Since the swelling in the brain from the strokes was becoming the most pressing issue, they had to put an InterCranial Pressure Monitor, which involved drilling a hole in his skull to be able to directly monitor the swelling. The doctors were using a very specific combination of medications to keep the pressure down. There was a monitor that told us what the levels were. The doctors told us not to stare at the monitor but that’s really all we did. If us being in the room raised his pressures, we let him be. If us talking to him made his pressures go down, we would talk to him all day. Since they were having troubles keeping the levels where they needed to be, he went on low stimulation which meant no visitors, only mom and dad.
Since I had only given birth 1 week prior, I was still pumping every 4 hours. Once I realized we were going to be in hospital and what was going on was very serious, I decided to dry my milk up immediately. Thankfully, I had no issues with this. I had a pretty decent stash of milk with no real plans for it. A few different people mentioned that there have been studies that breastmilk can be very healing and that maybe we should see if he could take some through his feeding tube. We asked the doctor and they didn’t hesitate whatsoever. Our situation was pretty unique considering I had just given birth and literally had no one to give the milk to so who better to receive it than my own precious child who was fighting for his life. It made me so proud to see that bag of liquid gold going into his system.
After about 4 days, we found out, through a muscle biopsy, that he had Osteosarcoma and not Ewing’s Sarcoma. I’m sure it was mentioned sooner than I recalled but it was around this time that I started to understand that the tumor in my precious boy’s leg was 9″ long. I will never be able to comprehend how my darling boy walked around with a tumor that size in his leg. My heart aches when I think about the kind of pain he must have been in but then again, he was able to swim and still play at times. His activity level had definitely been lower than before but since it was summer, I was hot and big pregnant, it wasn’t as obvious to me.
We had so many friends visiting us at the hospital, bringing us food, bringing coffee, bringing gifts for our 3 year old. There was a constant flow of visitors at the hospital and we will forever be grateful for that. We were so overwhelmed and emotional and we needed our support system with us.

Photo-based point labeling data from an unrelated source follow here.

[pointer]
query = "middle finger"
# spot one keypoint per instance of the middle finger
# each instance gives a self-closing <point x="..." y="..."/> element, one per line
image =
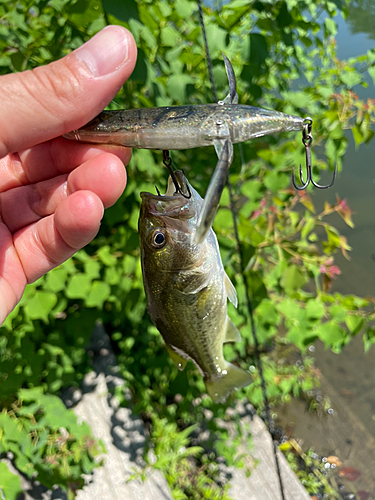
<point x="104" y="175"/>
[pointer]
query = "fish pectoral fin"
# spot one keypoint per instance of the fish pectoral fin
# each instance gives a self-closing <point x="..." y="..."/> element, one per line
<point x="232" y="334"/>
<point x="215" y="189"/>
<point x="231" y="291"/>
<point x="202" y="277"/>
<point x="177" y="359"/>
<point x="232" y="378"/>
<point x="232" y="97"/>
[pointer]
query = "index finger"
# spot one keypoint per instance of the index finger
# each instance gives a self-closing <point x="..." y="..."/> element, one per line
<point x="51" y="100"/>
<point x="50" y="159"/>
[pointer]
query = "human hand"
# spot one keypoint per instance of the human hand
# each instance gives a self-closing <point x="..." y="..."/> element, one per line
<point x="53" y="191"/>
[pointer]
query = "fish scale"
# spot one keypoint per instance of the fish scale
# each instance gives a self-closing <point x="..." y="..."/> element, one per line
<point x="187" y="287"/>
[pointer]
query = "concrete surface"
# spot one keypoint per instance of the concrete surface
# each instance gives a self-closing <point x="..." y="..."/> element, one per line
<point x="124" y="437"/>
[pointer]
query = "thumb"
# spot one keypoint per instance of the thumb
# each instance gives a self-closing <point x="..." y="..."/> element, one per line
<point x="51" y="100"/>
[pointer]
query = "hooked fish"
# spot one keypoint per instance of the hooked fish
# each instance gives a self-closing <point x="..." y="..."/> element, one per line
<point x="187" y="288"/>
<point x="183" y="127"/>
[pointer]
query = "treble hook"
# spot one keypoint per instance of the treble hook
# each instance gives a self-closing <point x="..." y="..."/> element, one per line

Since the swelling in his brain, continued to be a problem, the neurosurgery team needed to put a drain in to try to get the fluid out of his brain to alleviate the swelling. This seemed to make a little difference but not enough because it was a constant balancing act to keep the pressures down. My poor son had so many tubes, machines and apparatuses on his perfect little body. He had a machine cooling his body and then a machine warming his body. It was vital to keep his body temperature exactly where it needed to be. He had so many IV’s, EKG monitors, a ventilator, tubes coming out of his head, sooooo many machines that were dispersing his medication. Even at the end, they had little goggles on his to keep his eyes moist since he was no blinking. It was hard to see and he kept the nurses busy the entire time he was there. By the end of their shifts, they were all sweating. We joked that he liked having all that attention on him but we hated that the reason.
Each blog entry I write, I only write as much as my heart can handle for one day. Recalling this information is hard but important to me because this is our story now.